Member of the Alaska House of Representatives from the 4th district
- In office January 2003 – January 2007
- Preceded by: Bill Hudson
- Succeeded by: Andrea Doll

Personal details
- Born: February 14, 1953 (age 73) Lincoln, Nebraska, U.S.
- Party: Republican
- Spouse: LuAnn Bailey Weyhrauch
- Children: Benjamin, Maria, Barclay
- Alma mater: Humboldt State University, B.S., Lewis and Clark, J.D.
- Profession: Lawyer
- Website: http://www.bruceweyhrauch.com

= Bruce Weyhrauch =

American politician

Bruce Weyhrauch (born February 14, 1953) is an American attorney and former politician who represented Juneau's District 4 in the Alaska State House, Alaska, United States.

==Education and career==
Weyhrauch received his BS in natural resource planning and engineering from Humboldt State University and his JD from Lewis and Clark College, where he served as the editor-in-chief of Environmental Law.

Weyhrauch has operated a law office in Juneau for nearly three decades. His practice focuses on regulatory and government affairs, including labor relations and natural resources.

==Indictment, conviction and Supreme Court case reversal==

In May 2007, Weyhrauch, along with fellow Republican state House members Pete Kott and Vic Kohring, were charged in connection with a scandal involving oilfield service company VECO attempting to buy government favors in Alaska. The ensuing investigation led to the widely publicized indictment, trial and convictions of United States Senator Ted Stevens in October 2008, and the indictments and convictions of former representatives Tom Anderson and Beverly Masek and state Senator John Cowdery, as well as VECO chairman Bill Allen and vice president Richard Smith. Alaska businessmen/lobbyists Bill Weimar (former for-profit halfway house owner), Bill Bobrick, and Jim Clark, chief of staff for former governor Frank Murkowski, also were indicted and convicted. Clark's guilty plea and sentence were later vacated before he was ordered to report to custody.

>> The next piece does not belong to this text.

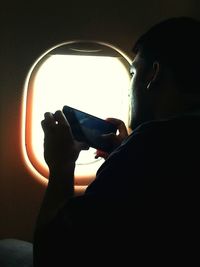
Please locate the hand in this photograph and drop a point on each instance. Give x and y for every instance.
(60, 148)
(114, 140)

Weyrauch had been charged with bribery, extortion, conspiracy and mail fraud. After being found guilty in a trial, on October 15, 2007, he was sentenced to five years in prison. He appealed, and subsequently his proceedings were granted an indefinite stay while issues involved were re-examined by the U.S. Supreme Court. This was followed by Weyhrauch prevailing at the Supreme Court on a challenge to the honest services fraud statute. His case was decided on June 24, 2010, in association with the similar Skilling v. United States and Conrad Black case decisions.

Weyhrauch's federal case was remanded to the 9th Circuit Court of Appeal, and as a result of this re-examination, all federal charges were dismissed. He pleaded guilty to a misdemeanor lobbying violation, was given a suspended sentence and probation, and was fined $1,000. It was estimated he had spent $300,000 on his defense.

==Personal life==
Weyhrauch is an Eagle Scout and has served on the BSA's Southeast Alaska Council Executive Board.

===Boating incident===
Weyhrauch was stranded on Coghlan Island in the Juneau area on April 22, 2007. After he fell out of his boat at about 6 pm, he was forced to swim to the island. The Coast Guard searched for Weyhrauch during the night. A volunteer rescue team from the nonprofit organization SEADOGS found him alive at approximately 11 am the next morning.